Analysts raising expectations
Youssef Squali of Cantor Fitzgerald states, "We think TWTR should show substantial revenue growth/margin expansion and generate meaningful returns to shareholders without having to mirror FB's model/approach its size."
I agree with Youssef, as Twitter should be able to sustain its growth rate due to user growth trends paired with engagement. Furthermore, advertisers are transitioning ad-dollars to Twitter, and are willing to pay more for each Twitter follower or sponsored Tweet.
"We believe that the market has now priced in the expectation that Twitter remains a niche social media product. We believe risk / reward is much more favorable now, given the possibility that product enhancements rejuvenate user growth," according to Nomura Securities analyst Anthony DiClemente. Currently, Nomura Securities has a $43 price target on the stock.
I also agree with Anthony. While I'm not exactly convinced by his price target, as he believes that earnings will grow to $2.19 per share by 2017. Basically $1.3 billion in net income in 2017, which seems too conservative, as the company's profit margins are likely to trend significantly higher from current levels due to falling overhead costs. Twitter can continue to grow without any significant additions to SG&A expenses. Furthermore, data center infrastructure continues to become cheaper and more power efficient, allowing for lower cost of revenue (higher gross margins), leaving me with the impression that if Nomura Securities projected both user growth and revenue per user growth at a reasonable rate, the conversion of revenue to profit should have been higher.
Assuming a 30% growth rate in users over the next three years, Twitter's user base may grow to 560 million. Also, if I assume revenue per user of $8.60 per user by 2017, the platform may actually generate $4.8 billion in revenue. Assuming a 30% net profit margin (perfectly attainable), the net profit may actually be $1.44 billion in fiscal year 2017. This is higher than the projected $1.3 billion figure by Nomura Securities.
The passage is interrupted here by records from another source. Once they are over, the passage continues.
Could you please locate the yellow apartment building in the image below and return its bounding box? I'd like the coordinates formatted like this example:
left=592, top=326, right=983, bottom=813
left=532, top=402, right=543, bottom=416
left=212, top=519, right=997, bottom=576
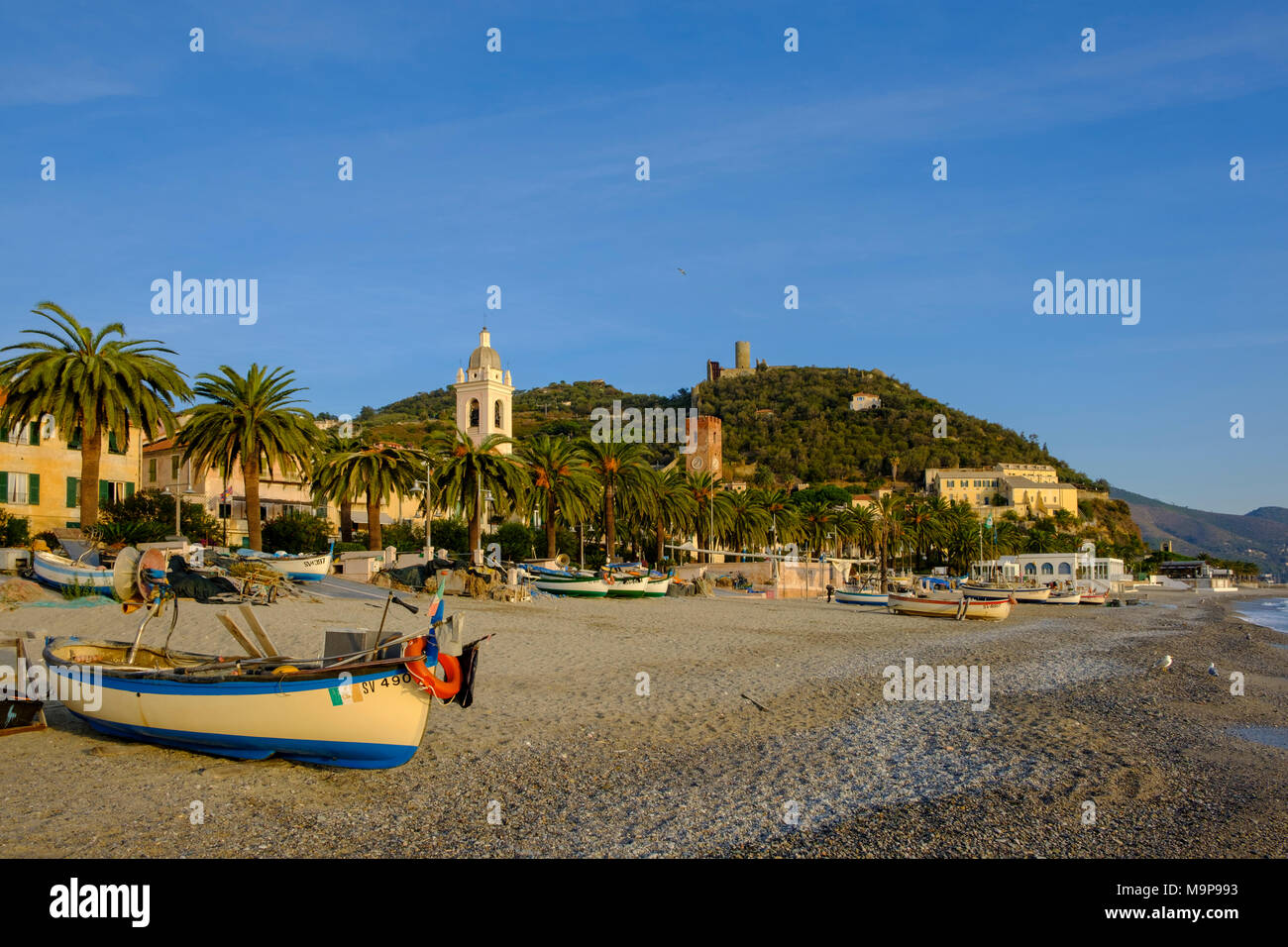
left=0, top=415, right=142, bottom=535
left=924, top=464, right=1078, bottom=519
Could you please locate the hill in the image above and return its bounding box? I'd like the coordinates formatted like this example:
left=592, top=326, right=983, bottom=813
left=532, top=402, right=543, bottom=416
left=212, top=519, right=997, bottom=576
left=695, top=368, right=1109, bottom=492
left=1111, top=487, right=1288, bottom=574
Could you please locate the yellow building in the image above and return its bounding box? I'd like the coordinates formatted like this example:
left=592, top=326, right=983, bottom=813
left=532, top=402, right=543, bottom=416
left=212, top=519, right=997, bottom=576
left=926, top=464, right=1078, bottom=519
left=0, top=415, right=142, bottom=535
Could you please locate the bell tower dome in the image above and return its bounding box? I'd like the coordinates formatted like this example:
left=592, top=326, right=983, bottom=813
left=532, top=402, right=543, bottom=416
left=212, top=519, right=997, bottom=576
left=452, top=326, right=514, bottom=454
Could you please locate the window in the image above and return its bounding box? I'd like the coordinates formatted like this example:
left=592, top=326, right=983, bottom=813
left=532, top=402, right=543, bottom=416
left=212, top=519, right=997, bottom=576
left=0, top=472, right=40, bottom=506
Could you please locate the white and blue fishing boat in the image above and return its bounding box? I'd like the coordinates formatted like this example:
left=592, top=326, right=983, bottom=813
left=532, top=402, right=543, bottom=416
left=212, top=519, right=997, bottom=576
left=833, top=583, right=890, bottom=605
left=31, top=552, right=112, bottom=595
left=237, top=543, right=335, bottom=582
left=44, top=577, right=474, bottom=770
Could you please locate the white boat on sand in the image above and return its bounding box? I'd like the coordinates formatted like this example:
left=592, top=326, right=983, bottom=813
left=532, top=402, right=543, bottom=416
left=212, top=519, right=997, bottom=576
left=890, top=592, right=1012, bottom=621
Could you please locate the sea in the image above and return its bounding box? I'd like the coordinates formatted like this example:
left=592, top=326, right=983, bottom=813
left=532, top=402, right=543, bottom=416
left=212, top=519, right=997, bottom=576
left=1235, top=598, right=1288, bottom=634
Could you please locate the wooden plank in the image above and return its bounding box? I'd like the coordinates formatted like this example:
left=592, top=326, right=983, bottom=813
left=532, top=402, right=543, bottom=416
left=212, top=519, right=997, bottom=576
left=239, top=601, right=277, bottom=657
left=215, top=612, right=265, bottom=657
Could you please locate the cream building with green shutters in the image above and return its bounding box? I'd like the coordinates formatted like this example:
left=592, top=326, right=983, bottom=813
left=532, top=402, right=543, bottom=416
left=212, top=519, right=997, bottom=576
left=0, top=415, right=143, bottom=535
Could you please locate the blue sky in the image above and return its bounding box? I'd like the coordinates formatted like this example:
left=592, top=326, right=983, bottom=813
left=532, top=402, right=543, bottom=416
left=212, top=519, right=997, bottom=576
left=0, top=3, right=1288, bottom=513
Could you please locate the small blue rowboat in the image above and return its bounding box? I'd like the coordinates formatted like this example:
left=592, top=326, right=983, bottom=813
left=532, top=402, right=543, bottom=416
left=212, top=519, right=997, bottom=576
left=44, top=638, right=443, bottom=770
left=31, top=553, right=113, bottom=595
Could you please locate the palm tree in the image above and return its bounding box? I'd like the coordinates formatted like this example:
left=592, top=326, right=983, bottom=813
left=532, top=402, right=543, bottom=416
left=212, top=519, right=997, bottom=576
left=0, top=301, right=192, bottom=528
left=313, top=427, right=370, bottom=543
left=583, top=441, right=648, bottom=562
left=684, top=471, right=729, bottom=562
left=429, top=428, right=528, bottom=552
left=729, top=491, right=773, bottom=562
left=313, top=445, right=426, bottom=550
left=873, top=493, right=903, bottom=591
left=177, top=365, right=321, bottom=550
left=519, top=434, right=595, bottom=557
left=640, top=468, right=698, bottom=565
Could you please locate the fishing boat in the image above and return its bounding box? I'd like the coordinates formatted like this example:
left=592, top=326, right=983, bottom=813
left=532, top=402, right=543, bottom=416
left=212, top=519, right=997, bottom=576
left=833, top=582, right=890, bottom=605
left=239, top=550, right=332, bottom=582
left=602, top=563, right=671, bottom=598
left=890, top=592, right=1012, bottom=621
left=524, top=566, right=608, bottom=598
left=44, top=574, right=474, bottom=770
left=961, top=581, right=1051, bottom=604
left=31, top=552, right=112, bottom=595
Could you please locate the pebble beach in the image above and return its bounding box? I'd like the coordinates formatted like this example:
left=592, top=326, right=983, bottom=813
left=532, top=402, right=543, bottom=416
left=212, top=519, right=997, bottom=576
left=0, top=591, right=1288, bottom=858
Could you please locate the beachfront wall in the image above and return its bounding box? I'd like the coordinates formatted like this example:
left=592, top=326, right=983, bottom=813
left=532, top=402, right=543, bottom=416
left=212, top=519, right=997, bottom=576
left=675, top=557, right=849, bottom=598
left=139, top=440, right=422, bottom=546
left=0, top=416, right=142, bottom=535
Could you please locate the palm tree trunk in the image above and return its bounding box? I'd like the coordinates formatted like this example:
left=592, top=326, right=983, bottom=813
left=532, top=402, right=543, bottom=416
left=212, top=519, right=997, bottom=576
left=368, top=493, right=383, bottom=552
left=340, top=500, right=353, bottom=543
left=242, top=459, right=265, bottom=552
left=81, top=428, right=103, bottom=530
left=604, top=481, right=617, bottom=562
left=545, top=491, right=559, bottom=559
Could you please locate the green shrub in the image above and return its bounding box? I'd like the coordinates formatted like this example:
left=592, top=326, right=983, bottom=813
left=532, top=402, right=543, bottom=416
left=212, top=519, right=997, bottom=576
left=0, top=510, right=31, bottom=548
left=262, top=510, right=331, bottom=553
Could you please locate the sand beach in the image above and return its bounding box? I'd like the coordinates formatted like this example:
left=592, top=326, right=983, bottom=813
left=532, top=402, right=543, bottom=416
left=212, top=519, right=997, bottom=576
left=0, top=591, right=1288, bottom=858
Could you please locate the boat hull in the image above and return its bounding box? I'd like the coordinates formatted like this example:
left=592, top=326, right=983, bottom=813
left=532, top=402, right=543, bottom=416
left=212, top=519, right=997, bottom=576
left=890, top=595, right=1012, bottom=621
left=961, top=582, right=1051, bottom=604
left=532, top=579, right=608, bottom=598
left=833, top=588, right=890, bottom=605
left=31, top=553, right=116, bottom=595
left=46, top=648, right=430, bottom=770
left=606, top=576, right=671, bottom=598
left=255, top=553, right=331, bottom=582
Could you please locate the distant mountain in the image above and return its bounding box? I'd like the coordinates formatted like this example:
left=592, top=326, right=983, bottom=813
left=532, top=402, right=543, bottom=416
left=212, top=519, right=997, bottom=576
left=1109, top=487, right=1288, bottom=573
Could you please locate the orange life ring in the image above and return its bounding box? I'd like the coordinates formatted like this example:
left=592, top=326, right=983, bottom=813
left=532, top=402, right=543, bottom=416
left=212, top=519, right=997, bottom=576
left=403, top=638, right=463, bottom=701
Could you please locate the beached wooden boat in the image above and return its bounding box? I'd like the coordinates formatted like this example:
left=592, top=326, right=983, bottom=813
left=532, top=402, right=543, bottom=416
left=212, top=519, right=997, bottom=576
left=961, top=582, right=1051, bottom=604
left=44, top=638, right=430, bottom=770
left=890, top=592, right=1012, bottom=621
left=31, top=553, right=112, bottom=595
left=1046, top=591, right=1082, bottom=605
left=524, top=566, right=608, bottom=598
left=255, top=553, right=331, bottom=582
left=604, top=567, right=671, bottom=598
left=833, top=586, right=890, bottom=605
The profit margin figure could be in the 35%-40% range. Gross margins are expected to trend higher, and other overhead costs can't really scale that effectively. Twitter's sales expenses can trend higher, but it's not a serious overhead expense, as ad-sales can be automated or even outsourced to traditional ad agencies. However, the tax rate stays fixed on United States revenue, with some flexibility in foreign markets, which prevents profitability from reaching even higher levels, as Twitter will increase expenses in order to offset some tax expenditures.
Investing into Twitter? Be prepared for volatility
As you can tell, owning Twitter has been a joyride. The stock went all the way up to $80, before falling to $28. There are ongoing concerns over whether the stock can sustain its valuation, due to excessive stock sales due to the share unlock. Given the relatively high volume and massive distribution, the stock seems to have found a base in the low-$30 range. The stock should be able to exhibit some form of a stock price recovery, as investors who were going to sell shares have already sold.
Institutional interest is likely to pick up as sell-side analysts continue to raise ratings. Buy-side analysts will respond to the research reports by sell-side analysts, assuming price targets were arrived at using reasonable data inputs. In my opinion, the sell side seems a little too conservative, but even with a conservative estimate, the price target is significantly higher than where the stock is currently trading. Therefore, investors should anticipate a lot of upside.
Twitter's business model works, and it's likely to scale even further in future years. Monetization is likely to improve from multiple tailwinds, such as more demand from marketers, lower supply of digital ads, and efficiencies in advertising technologies and analytics.
Twitter has better upside prospects when compared to many other technology names, and with the stock trading in the low $30s, there's ample opportunity to snatch the stock up and ride it on the recovery rally.
Disclosure: I have no positions in any stocks mentioned, and no plans to initiate any positions within the next 72 hours. I wrote this article myself, and it expresses my own opinions. I am not receiving compensation for it (other than from Seeking Alpha). I have no business relationship with any company whose stock is mentioned in this article.